For all those reasons I haven't implemented a barrel to date for typescript. It does feel like its necessity is limited to edge cases we have other ways to solve for, and it could come at a serious drawback in terms of package size because of the import style and its implications on tree-shaking.

nikithauc commented 2 years ago

TS does not support package.json exports - https://github.com/microsoft/TypeScript/issues/33079

baywet commented 2 years ago

Closing as this has been fixed through #1274

nikithauc commented 2 years ago

Reopening this as #1274 partially fixes this.

This feature needs more discussion and may need more work after considering limitations such as https://github.com/microsoft/TypeScript/issues/33079

nikithauc commented 2 years ago

Documentation should be available on how to manage exports.

baywet commented 1 year ago

@sebastienlevert, can you provide a rationale please?

sebastienlevert commented 1 year ago

We were under the impression this was already done. Reopening then.

baywet commented 1 year ago

Some of it is done, but I think enums are missing, order in indeterministic, and something else was missing last time I checked

sebastienlevert commented 1 year ago

This actually seems connected to the service library which is currently on hold... As we wouldn't need to do this for self-serve libraries. Am I missing something? Or do we want to generate a barrel file for self-serve also? @baywet

baywet commented 1 year ago

generation result is exactly the same between self-serve and service lib. Only the scope of the OpenAPI definition changes and some other parameters (namespace/client name, etc...). This is something I've been pushing back on: having a "special generation" just for service libs. It would create differences of experiences between the two and increase maintenance burden.

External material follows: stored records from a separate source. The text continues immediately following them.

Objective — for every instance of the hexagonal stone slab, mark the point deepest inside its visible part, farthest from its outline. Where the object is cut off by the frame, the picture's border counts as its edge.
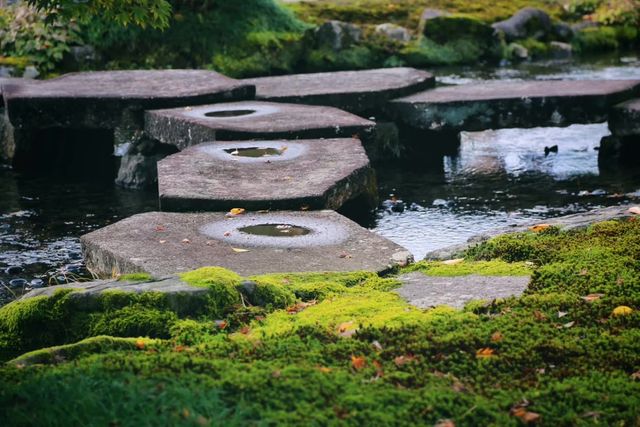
(625, 118)
(265, 175)
(355, 91)
(162, 243)
(494, 105)
(98, 99)
(187, 126)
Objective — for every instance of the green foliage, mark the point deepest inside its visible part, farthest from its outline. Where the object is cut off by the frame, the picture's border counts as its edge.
(25, 36)
(153, 13)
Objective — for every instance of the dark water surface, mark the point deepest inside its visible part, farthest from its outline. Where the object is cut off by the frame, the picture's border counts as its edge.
(498, 178)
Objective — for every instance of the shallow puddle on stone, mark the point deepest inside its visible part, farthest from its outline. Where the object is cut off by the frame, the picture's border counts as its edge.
(275, 230)
(255, 152)
(229, 113)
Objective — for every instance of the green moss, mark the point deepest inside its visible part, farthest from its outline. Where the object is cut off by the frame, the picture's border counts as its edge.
(135, 277)
(465, 268)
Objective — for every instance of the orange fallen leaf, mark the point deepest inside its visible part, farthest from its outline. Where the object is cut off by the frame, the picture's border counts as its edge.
(484, 353)
(358, 362)
(635, 210)
(592, 297)
(622, 310)
(539, 227)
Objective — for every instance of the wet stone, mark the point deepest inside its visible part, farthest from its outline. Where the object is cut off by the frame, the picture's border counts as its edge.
(355, 91)
(495, 105)
(167, 243)
(187, 126)
(99, 99)
(265, 175)
(425, 291)
(625, 119)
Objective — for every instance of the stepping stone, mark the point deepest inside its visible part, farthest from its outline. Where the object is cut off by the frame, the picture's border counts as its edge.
(425, 291)
(355, 91)
(625, 118)
(494, 105)
(188, 126)
(265, 175)
(99, 99)
(162, 244)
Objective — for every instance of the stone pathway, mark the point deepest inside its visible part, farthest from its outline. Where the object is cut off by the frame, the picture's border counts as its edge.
(163, 244)
(355, 91)
(425, 291)
(494, 105)
(314, 174)
(184, 127)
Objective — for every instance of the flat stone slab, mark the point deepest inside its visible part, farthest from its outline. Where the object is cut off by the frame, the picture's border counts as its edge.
(494, 105)
(98, 99)
(234, 121)
(355, 91)
(624, 119)
(425, 291)
(567, 222)
(219, 176)
(164, 244)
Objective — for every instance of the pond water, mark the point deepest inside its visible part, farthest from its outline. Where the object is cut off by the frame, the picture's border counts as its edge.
(498, 178)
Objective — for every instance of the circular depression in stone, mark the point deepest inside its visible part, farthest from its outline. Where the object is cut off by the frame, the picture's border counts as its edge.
(253, 151)
(307, 232)
(231, 112)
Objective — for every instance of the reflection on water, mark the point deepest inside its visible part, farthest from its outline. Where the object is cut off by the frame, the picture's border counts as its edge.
(499, 178)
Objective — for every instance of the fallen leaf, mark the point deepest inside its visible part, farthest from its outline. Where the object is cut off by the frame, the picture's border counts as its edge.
(622, 310)
(497, 337)
(635, 210)
(403, 360)
(358, 362)
(592, 297)
(539, 227)
(484, 353)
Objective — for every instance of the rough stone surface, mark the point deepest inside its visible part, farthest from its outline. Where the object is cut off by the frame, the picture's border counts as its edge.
(135, 244)
(337, 35)
(566, 222)
(188, 126)
(425, 291)
(355, 91)
(525, 23)
(624, 119)
(393, 32)
(314, 173)
(99, 99)
(476, 107)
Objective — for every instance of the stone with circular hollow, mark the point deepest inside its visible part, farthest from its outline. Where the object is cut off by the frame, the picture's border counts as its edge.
(99, 99)
(165, 243)
(355, 91)
(258, 175)
(188, 126)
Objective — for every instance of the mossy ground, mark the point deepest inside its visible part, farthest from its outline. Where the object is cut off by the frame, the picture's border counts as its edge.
(350, 351)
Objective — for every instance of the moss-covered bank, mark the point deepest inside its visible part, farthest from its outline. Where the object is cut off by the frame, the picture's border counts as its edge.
(350, 351)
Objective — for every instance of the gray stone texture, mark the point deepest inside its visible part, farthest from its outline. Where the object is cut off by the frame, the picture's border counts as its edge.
(425, 291)
(99, 99)
(624, 119)
(167, 243)
(490, 105)
(354, 91)
(314, 173)
(184, 127)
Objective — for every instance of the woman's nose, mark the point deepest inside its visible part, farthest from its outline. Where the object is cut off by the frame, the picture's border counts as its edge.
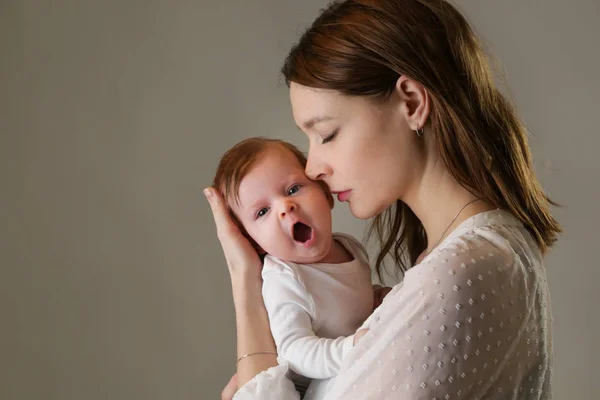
(315, 169)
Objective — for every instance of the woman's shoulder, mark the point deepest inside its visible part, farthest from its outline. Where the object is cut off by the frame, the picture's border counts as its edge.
(482, 261)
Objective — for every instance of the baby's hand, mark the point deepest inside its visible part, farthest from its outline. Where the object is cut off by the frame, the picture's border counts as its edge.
(379, 294)
(359, 335)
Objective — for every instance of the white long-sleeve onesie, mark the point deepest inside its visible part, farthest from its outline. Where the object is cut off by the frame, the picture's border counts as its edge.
(315, 309)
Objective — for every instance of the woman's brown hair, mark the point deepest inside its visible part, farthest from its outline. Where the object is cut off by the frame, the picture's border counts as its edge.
(361, 47)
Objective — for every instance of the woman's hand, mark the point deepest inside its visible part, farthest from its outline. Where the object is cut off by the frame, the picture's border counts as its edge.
(242, 259)
(230, 389)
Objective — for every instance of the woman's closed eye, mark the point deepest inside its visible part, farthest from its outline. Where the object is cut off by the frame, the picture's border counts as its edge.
(330, 137)
(294, 189)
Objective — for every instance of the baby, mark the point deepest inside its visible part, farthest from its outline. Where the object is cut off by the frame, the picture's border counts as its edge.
(316, 284)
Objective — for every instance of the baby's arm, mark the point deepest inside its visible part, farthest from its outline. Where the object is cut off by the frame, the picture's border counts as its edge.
(290, 309)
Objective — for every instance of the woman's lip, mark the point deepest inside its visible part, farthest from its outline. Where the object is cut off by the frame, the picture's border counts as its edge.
(343, 196)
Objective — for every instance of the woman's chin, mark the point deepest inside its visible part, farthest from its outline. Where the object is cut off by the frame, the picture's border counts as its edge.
(362, 211)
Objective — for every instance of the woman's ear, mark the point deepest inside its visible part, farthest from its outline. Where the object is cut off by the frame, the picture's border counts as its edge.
(414, 101)
(258, 249)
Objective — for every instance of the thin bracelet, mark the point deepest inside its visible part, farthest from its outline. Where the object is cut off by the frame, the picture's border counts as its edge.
(254, 354)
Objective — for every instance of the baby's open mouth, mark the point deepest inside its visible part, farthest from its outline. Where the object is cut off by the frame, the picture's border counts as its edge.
(302, 232)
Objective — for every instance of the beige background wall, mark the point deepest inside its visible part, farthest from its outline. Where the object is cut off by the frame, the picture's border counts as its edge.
(113, 115)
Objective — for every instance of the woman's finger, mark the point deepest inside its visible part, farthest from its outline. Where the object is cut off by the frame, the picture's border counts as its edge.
(241, 257)
(226, 229)
(230, 389)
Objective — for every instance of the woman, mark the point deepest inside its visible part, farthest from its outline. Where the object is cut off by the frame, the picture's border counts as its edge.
(407, 126)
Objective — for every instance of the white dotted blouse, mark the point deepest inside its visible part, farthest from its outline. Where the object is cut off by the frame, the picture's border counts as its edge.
(471, 321)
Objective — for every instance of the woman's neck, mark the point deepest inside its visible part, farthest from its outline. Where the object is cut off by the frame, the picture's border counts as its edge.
(438, 200)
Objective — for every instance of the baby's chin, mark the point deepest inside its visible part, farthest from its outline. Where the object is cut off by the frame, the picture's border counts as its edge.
(300, 258)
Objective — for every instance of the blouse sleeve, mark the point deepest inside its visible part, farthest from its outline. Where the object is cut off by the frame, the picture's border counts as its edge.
(272, 384)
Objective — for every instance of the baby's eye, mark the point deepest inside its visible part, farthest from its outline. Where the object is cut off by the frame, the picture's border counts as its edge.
(293, 190)
(261, 212)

sebastienlevert commented 1 year ago

Totally agree that it would be a mess. Now, do we need the barrel in self-serve / kiota-only mode?

baywet commented 1 year ago

I think we do to ease up the import story

without barrels

import { User } from 'graph/models/user';
import { Group } from 'graph/models/group';

with a barrel

import { Group, User } from 'graph/models';
sebastienlevert commented 1 year ago

I thought we already had that work. Ok, let's keep it.

baywet commented 1 year ago

We have it for classes/interfaces, but the order is indeterministic which makes reviews harder. And I think we're missing it for enums

baywet commented 1 year ago

Enums are done. We should validate whether the barrels order is deterministic at this point (run multiple code-gens in v1 full, see if the content of the barrels changes, if it does, fix it)

sebastienlevert commented 1 year ago

We are leaving it for post-GA for reconsideration. Current state is good enough.

baywet commented 10 months ago

a little update on this one:

And rolling everything into a single barrel (models and sub-modules, fluent API paths and submodules) would lead to name collisions, so we won't be doing the last part. Closing.